The craft is three-axis stabilized and uses a single
bipropellant (
hydrazine /
nitrogen tetroxide) 450
newton (N) main thruster, and four 21 N and seven 3.5 N hydrazine thrusters for propulsion, for a total
delta-V potential of 1450 m/s. Attitude control is achieved using the hydrazine thrusters and four reaction wheels. The propulsion system carries 209 kg of hydrazine and 109 kg of NTO oxidizer in two oxidizer and three fuel tanks.
Power is provided by four 1.8 by 1.2 meter gallium arsenide solar panels which can produce 400
watts at 2.2
AU (329,000,000 km), NEAR's maximum distance from the Sun, and 1800 W at one AU (150,000,000 km). Power is stored in a nine ampere-hour, 22-cell rechargeable super
nickel-cadmium battery.
Spacecraft guidance is achieved through the use of a sensor suite of five digital solar attitude detectors, an inertial measurement unit, (IMU) and a star tracker camera pointed opposite the instrument pointing direction. The IMU contains hemispherical resonator
gyroscopes and accelerometers. Four
reaction wheels (arranged so that any three can provide complete three-axis control) are used for normal attitude control. The thrusters are used to dump
angular momentum from the reaction wheels, as well as for rapid slew and propulsive maneuvers. Attitude control is to 0.1 degree, line-of-sight pointing stability is within 50 microradians over one second, and post-processing attitude knowledge is to 50 microradians.

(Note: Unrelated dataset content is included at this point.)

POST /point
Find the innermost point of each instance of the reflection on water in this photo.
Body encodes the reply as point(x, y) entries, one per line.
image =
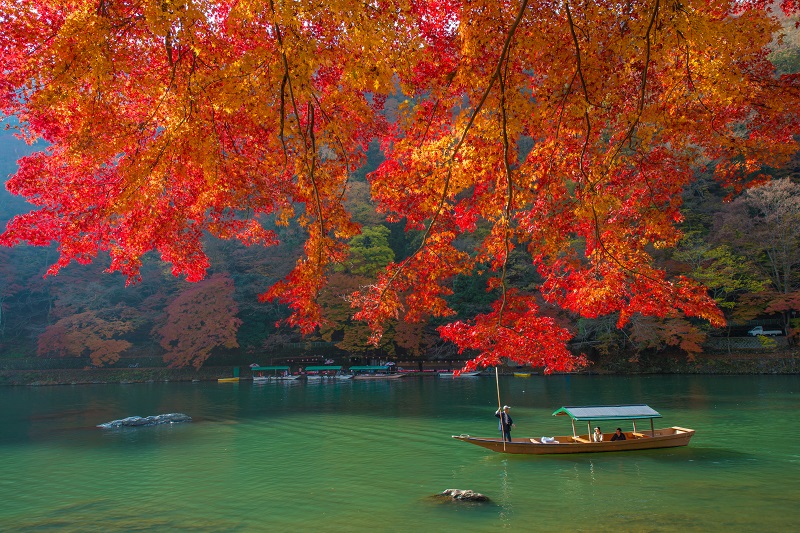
point(352, 456)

The command and data handling subsytem is composed of two redundant command and telemetry processors and solid state recorders, a power switching unit, and an interface to two redundant
1553 standard data buses for communications with other subsystems. The solid state recorders are constructed from 16 Mbit
IBM Luna-C
DRAMs. One recorder has 1.1
gigabits of storage, the other has 0.67 gigabits.
The NEAR mission was the first launch of NASA's
Discovery Program, a series of small-scale spacecraft designed to proceed from development to flight in under three years for a cost of less than $150 million. The construction, launch, and 30 day cost for this mission is estimated at $122 million.